R Packages are the most accessible way of extending the R language.
A data package is an R package that primarily provides data rather than code.
Adding data to a package is as easy as putting data into the data
directory of a package’s source. Doing simply that however fails to inform users how those data were created, a critical component of reproducible research and information transparency.
DPR2 - DataPackageR 2 - is designed to make data packages that are reproducible and transparent, and a new implementation of the concepts and workflows found in the R package .
DPR2 offers:
- source data and processing script storage
- data object and vignette rendering
- data object documentation
The entire process from initializing a new data package, to processing data, to building the data package for sharing has been wrapped in convenient functions with a streamlined workflow.
Working as a team with data processing isolation
DPR2 lets data packages be worked on by teams developing different datasets at the same time using git branching.
Data processing scripts, which are stored in the package source, are built by running each script in its own R process by default, a good practice when making reproducible data. If desired, a shared processing environment can be used when configured in the DPR2 yaml configuration file.
Data versioning
DPR2 presents a data digest, an object that tracks the md5 checksums of the data being generated and shared.

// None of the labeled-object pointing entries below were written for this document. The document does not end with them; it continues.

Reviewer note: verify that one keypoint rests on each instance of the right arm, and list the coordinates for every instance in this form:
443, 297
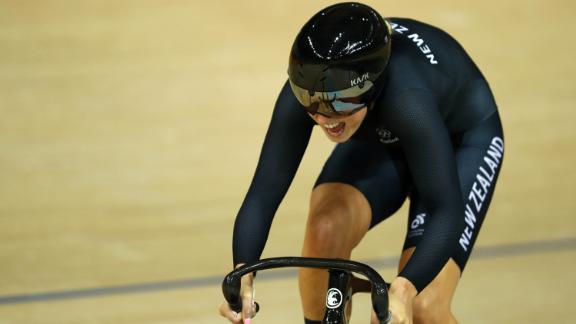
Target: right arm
285, 143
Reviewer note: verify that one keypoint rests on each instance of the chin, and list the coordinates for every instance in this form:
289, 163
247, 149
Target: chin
339, 139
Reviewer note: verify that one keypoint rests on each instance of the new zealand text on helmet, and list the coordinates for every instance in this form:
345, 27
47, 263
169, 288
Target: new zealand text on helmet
337, 59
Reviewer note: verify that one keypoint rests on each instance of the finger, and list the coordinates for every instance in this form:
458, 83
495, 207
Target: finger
231, 315
248, 303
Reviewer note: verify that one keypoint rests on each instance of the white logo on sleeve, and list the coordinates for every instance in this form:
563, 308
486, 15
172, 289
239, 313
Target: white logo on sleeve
385, 136
333, 298
417, 225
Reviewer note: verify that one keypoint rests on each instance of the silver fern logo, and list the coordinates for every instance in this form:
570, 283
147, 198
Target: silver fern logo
385, 136
333, 298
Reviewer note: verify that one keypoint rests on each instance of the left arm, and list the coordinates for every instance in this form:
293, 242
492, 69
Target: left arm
431, 159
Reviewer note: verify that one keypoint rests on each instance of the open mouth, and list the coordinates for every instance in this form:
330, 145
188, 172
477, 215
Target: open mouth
335, 129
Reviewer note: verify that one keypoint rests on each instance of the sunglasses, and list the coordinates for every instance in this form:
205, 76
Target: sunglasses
333, 103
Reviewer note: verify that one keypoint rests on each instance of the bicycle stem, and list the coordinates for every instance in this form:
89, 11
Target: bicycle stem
379, 291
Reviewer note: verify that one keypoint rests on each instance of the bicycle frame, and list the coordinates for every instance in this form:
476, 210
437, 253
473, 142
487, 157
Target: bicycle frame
339, 282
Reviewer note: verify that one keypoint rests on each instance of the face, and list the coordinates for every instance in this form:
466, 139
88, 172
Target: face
340, 129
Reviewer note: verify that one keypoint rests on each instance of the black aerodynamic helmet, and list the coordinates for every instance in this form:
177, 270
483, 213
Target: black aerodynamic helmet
337, 58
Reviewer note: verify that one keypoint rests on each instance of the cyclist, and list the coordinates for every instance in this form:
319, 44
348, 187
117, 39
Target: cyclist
413, 118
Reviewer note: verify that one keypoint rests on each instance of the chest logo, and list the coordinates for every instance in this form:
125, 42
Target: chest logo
385, 136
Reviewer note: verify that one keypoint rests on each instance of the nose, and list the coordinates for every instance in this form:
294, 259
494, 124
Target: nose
320, 119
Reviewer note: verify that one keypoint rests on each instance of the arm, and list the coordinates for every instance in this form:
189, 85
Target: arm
285, 143
428, 150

When using git with DPR2, DPR2 offers functions that allow users to recall data objects from the git history. This allows users to easily compare datasets that may have changed throughout the data package development process.
Data documentation
Users can access a help file for data objects using the help operator ?

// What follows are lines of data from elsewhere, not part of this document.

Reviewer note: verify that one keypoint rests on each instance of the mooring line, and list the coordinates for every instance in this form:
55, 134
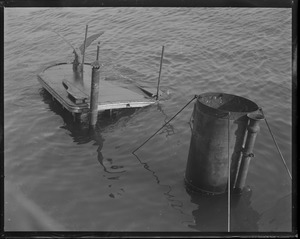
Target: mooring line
278, 149
164, 124
228, 189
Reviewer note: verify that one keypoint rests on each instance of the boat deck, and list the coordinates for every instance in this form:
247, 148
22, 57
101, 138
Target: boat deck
60, 80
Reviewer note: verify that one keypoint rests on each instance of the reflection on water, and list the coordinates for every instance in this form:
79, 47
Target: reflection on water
212, 212
82, 133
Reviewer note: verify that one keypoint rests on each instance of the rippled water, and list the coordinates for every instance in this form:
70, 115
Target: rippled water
59, 177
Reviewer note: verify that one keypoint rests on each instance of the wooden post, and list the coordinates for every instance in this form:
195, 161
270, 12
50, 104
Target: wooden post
162, 56
94, 91
82, 65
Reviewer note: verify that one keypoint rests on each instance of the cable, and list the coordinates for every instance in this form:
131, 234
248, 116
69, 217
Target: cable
287, 169
228, 215
164, 124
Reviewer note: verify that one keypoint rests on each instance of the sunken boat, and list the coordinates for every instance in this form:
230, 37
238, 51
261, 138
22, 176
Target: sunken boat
71, 84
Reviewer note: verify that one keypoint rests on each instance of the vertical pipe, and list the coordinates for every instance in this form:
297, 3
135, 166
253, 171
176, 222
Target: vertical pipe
162, 56
84, 45
94, 91
253, 129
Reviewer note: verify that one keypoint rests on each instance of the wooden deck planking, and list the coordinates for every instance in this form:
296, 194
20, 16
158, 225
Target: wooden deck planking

on the object name, e.g. ?mtcars
.
Like DataPackageR, DPR2 offers a convenient way to generate the necessary files for making data documentation that can be accessed using the help operator after the package is built.
Installation
You can install the development version of DPR2 from GitHub with:
# install.packages("remotes")
remotes::install_github("FredHutch/DPR2")
Examples
For a full explanation of the DPR2 workflow, see the package vignettes.
Create a data package
Create a new empty data package with then package name “MyAnalysis”:
DPR2::dpr_create(desc = dpr_description_init(Package = "MyAnalysis"))
Create a new data package in the current working directory using the directory name as the package name:
DPR2::dpr_init()